Here is what happens under linux when I read a single byte from a file - the OS asks for 16k.
I would expect Windows to be doing something similar and if it isn't we need to tweak it until it does!
That wouldn't be so much of a probem if we weren't doing 8 bytes reads and were doing 16k instead which I think is the underlying cause of the problem.
That is puzzling!
I think you are right. But I think we need to encourage the OS to do it somehow. Maybe there is a WinFSP option which would help...
I just had a look through the code and I think we removed the option by accident in this commit
before this commit we used to supply -o max_readahead=131072 but that seems to have dropped off.
Can you try adding -o max_readahead=131072 to your command line and see if that helps?
@albertony am I reading that change correctly? Did we used to supply max_readahead to Windows and now we aren't?
I can see the reads going through on Windows 1:1 without buffering. I tried adding -o max_readahead=131072 attr_timeout=1 -o atomic_o_trunc which is what went missing but this made no difference at all So it looks like this option wasn't doing anything. I think we should probably put them back though @albertony - the attr_timeout and atomic_o_trunc are important.
Sorry there was mistake on WinFsp github ticket (double assign, that i checked before with no luck), with correct -o FileInfoTimeout=-1 i got read ahead! Speed in my cases is similar to samba share now.

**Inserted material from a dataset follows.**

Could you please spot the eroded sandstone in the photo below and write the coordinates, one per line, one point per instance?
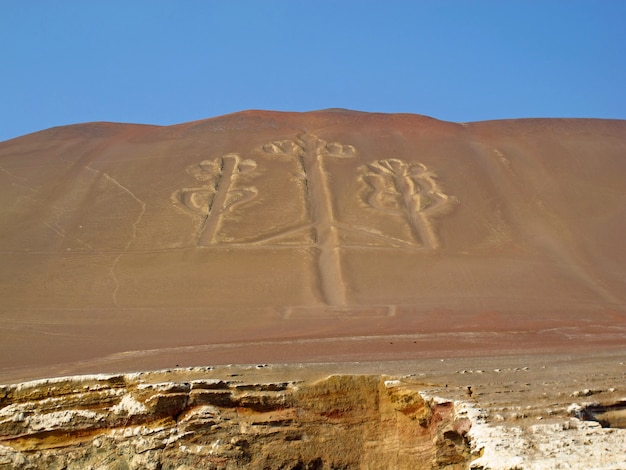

I think probably the -o FileInfoTimeout=-1 should be the default as I don't see why you wouldn't want readahead. We turn it on for Linux and macOS.
It said in the issue linked above that other values such as 1,000 should give readahead but I tried 1000, 1000000 and 1000000000 and none of them gave any readahead.
I shall put this on my list of things to ask Bill about when he is back at his desk.
@albertony thanks for looking at this. I've made a note that this needs looking at but it can wait - no problems.